Ma l'invenzione che avrebbe fatto passare Erone alla storia è la sfera di Eolo (Eolipila).
Si tratta di una sfera di rame in cui viene fatta bollire dell'acqua che evapora uscendo da due tubicini a forma di L sulla sfera, uno dei quali si può svitare per ricaricare l'acqua. Il vapore genera il movimento della sfera (circa diciotto secoli prima della Rivoluzione Industriale). Erone dimostra così una grande capacità di comprensione dell'energia termica e l'intelletto necessario per concepire macchine autonome. 
Ma allora perché quella rivoluzione non è iniziata ai suoi tempi, quando l'Impero Romano aveva messo in contatto così tanti popoli e promuoveva già un enorme progresso in diversi campi?
Forse l'Umanità di allora non aveva ancora bisogno del genio di Erone che somiglia molto a quello di Leonardo Da Vinci, magari non era ancora tempo per i treni a vapore con a bordo un Cesare.
Gli scritti di Erone furono purtroppo a rischio di smarrimento durante il caos che fu la fine dell'Impero Romano, ma molte delle sue opere furono riprese e diffuse dai Califfati arabi del Medioevo e tornarono in Europa attraverso l'Impero Romano d'Oriente, le Repubbliche Marinare e il Rinascimento.
Qui segue una lista delle opere di Erone e del suo genio di cui si potrebbe parlare per diciotto secoli.

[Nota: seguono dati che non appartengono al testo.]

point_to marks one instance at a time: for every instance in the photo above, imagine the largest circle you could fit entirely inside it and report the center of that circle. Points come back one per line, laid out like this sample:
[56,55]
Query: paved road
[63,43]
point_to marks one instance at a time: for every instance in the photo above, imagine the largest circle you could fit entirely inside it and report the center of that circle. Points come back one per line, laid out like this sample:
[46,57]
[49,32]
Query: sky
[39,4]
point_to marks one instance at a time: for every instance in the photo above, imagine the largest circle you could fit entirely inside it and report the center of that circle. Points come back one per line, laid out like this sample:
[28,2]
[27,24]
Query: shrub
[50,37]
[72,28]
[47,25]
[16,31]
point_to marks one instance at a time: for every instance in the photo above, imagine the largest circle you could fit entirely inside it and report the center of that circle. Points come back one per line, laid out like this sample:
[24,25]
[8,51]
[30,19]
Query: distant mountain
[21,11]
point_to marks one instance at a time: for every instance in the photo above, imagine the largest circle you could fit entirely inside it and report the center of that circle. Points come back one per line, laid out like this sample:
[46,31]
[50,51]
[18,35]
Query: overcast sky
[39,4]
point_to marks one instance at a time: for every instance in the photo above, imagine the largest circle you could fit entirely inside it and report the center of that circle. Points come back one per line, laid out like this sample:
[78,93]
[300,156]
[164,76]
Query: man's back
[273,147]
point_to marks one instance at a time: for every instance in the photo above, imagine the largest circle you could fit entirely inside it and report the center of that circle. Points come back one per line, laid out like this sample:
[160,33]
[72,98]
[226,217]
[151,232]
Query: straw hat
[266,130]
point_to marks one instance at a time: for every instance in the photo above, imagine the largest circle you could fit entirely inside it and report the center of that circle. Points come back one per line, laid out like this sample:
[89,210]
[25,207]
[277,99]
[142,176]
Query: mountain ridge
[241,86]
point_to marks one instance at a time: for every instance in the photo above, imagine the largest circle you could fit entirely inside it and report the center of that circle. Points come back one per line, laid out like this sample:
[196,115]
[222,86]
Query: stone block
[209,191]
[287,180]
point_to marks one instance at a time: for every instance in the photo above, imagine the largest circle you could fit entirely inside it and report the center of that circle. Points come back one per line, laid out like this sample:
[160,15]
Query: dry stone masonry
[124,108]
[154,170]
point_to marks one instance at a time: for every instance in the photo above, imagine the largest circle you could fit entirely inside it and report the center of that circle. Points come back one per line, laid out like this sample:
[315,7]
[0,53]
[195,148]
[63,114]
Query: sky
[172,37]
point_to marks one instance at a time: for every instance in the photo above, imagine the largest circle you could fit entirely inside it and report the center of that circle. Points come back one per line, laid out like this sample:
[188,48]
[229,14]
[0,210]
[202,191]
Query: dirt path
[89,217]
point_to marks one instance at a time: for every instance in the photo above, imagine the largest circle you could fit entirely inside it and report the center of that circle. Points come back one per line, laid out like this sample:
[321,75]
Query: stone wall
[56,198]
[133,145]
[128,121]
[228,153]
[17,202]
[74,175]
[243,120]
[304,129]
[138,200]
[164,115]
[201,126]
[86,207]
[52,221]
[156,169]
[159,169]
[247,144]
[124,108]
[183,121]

  • Metrica, descrizione di tecniche per calcolare superfici e volumi di differenti oggetti, in cui sono presenti dimostrazioni con esempi numerici.
  • Definizioni.
  • Sulla dioptra, raccolta di metodi per misurare lunghezze; in questo lavoro viene descritto l'odometro, come pure un apparato che assomiglia ad un teodolite.
  • Baroulkos, sulla costruzione di una macchina per il trasporto dei pesi.
  • Catoptrica, propagazione della luce e sua riflessione, uso degli specchi.
  • Mechanica, manuale in tre libri destinato agli architetti e agli ingegneri, contiene strumenti per sollevare oggetti pesanti. Nel primo libro vengono esposti i teoremi sulla gravità di Archimede; nel secondo è un trattato sui vantaggi delle macchine semplici e delle loro combinazioni; nel terzo si tratta di applicazioni pratiche dei concetti degli altri due libri.
  • Belopoeica, descrizione di macchine da guerra.
  • Pneumatica, descrizione di macchine funzionanti a pressione (ad aria, acqua o vapore), incluso l'hydraulis, l'organo ad acqua.
  • Automata, descrizione di macchine in grado di creare effetti nei templi per mezzi meccanici o pneumatici (apertura o chiusura automatica delle porte, statue che versano vino, ecc.).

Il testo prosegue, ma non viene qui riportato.